Non Surgical Treatment
Achilles tendon rupture is treated using non surgical method or surgical method. Non surgical treatment involves wearing a cast or special brace which is changed after some period of time to bring the tendon back to its normal length. Along with cast or brace, physical therapy may be recommended to improve the strength and flexibility of leg muscles and Achilles tendon.


Surgical Treatment
Thanks to a new surgical technique, operative procedures are often more beneficial.The operative treatment of Achilles tendon ruptures has significantly changed in recent years. The objective today is to connect the torn tendons using modern suture and possibly adhesive materials. Through small surgical incisions the ends of the torn tendon are surgically exposed, and sutures are used to tie the ends permanently together. Thus, the operated repaired tendon is again resilient within a reasonable time. The cast treatment and walking on crutches required in the past, is with this procedure usually not necessary.
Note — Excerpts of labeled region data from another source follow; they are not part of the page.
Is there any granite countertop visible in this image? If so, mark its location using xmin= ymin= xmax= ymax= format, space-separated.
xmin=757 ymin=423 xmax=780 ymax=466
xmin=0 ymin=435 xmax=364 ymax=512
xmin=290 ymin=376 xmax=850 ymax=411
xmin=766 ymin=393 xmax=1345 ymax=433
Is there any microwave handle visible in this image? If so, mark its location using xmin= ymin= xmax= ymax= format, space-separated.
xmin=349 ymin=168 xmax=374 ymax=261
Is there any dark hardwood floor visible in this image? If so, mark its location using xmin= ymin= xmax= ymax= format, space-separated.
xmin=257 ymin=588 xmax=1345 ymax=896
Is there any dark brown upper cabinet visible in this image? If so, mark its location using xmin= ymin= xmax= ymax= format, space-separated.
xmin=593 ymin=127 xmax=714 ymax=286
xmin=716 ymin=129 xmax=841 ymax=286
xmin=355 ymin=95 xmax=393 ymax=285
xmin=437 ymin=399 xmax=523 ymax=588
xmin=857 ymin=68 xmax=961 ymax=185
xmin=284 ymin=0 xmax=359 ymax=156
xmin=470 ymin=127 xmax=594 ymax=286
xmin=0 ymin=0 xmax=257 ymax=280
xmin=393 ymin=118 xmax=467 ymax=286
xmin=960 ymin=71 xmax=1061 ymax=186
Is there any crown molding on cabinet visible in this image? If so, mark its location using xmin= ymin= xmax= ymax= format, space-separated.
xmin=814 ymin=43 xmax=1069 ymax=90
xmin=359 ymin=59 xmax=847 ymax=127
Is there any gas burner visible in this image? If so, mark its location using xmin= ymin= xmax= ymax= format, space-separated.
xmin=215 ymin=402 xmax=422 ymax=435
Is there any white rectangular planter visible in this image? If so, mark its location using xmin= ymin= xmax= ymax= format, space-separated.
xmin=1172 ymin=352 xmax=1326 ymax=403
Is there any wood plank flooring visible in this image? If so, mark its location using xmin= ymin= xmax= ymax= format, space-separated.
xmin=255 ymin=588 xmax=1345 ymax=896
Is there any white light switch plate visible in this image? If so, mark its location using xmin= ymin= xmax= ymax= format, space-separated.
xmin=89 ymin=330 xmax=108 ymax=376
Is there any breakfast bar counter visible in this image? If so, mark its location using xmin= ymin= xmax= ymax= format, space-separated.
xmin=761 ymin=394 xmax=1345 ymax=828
Instead, functional treatment following the surgery involves wearing a special boot, meaning that the patient can put weight onto the operated leg again within a few days after surgery. Physical therapy training will start immediately following the operation. The philosophy behind such an early functional treatment is that tissue adequately adapts to stress and thus accelerates the healing process. For the patient, the modern surgical treatment of an Achilles tendon rupture has the distinct advantage that no prolonged hospital stay is necessary. Hospital stay usually lasts only a few days. Using crutches, patients can return to work soon after the surgery.


Prevention
The following can significantly reduce the risk of Achilles tendon rupture. Adequate stretching and warming up prior to exercising. If playing a seasonal sport, undertake preparatory exercises to build strength and endurance before the sporting season commences. Maintain a healthy body weight. This will reduce the load on the tendon and muscles. Use footwear appropriate for the sport or exercise being undertaken. Exercise within fitness limits and follow a sensible exercise programme. Increase exercise gradually and avoid unfamiliar strenuous exercise. Gradual ?warm down? after exercising.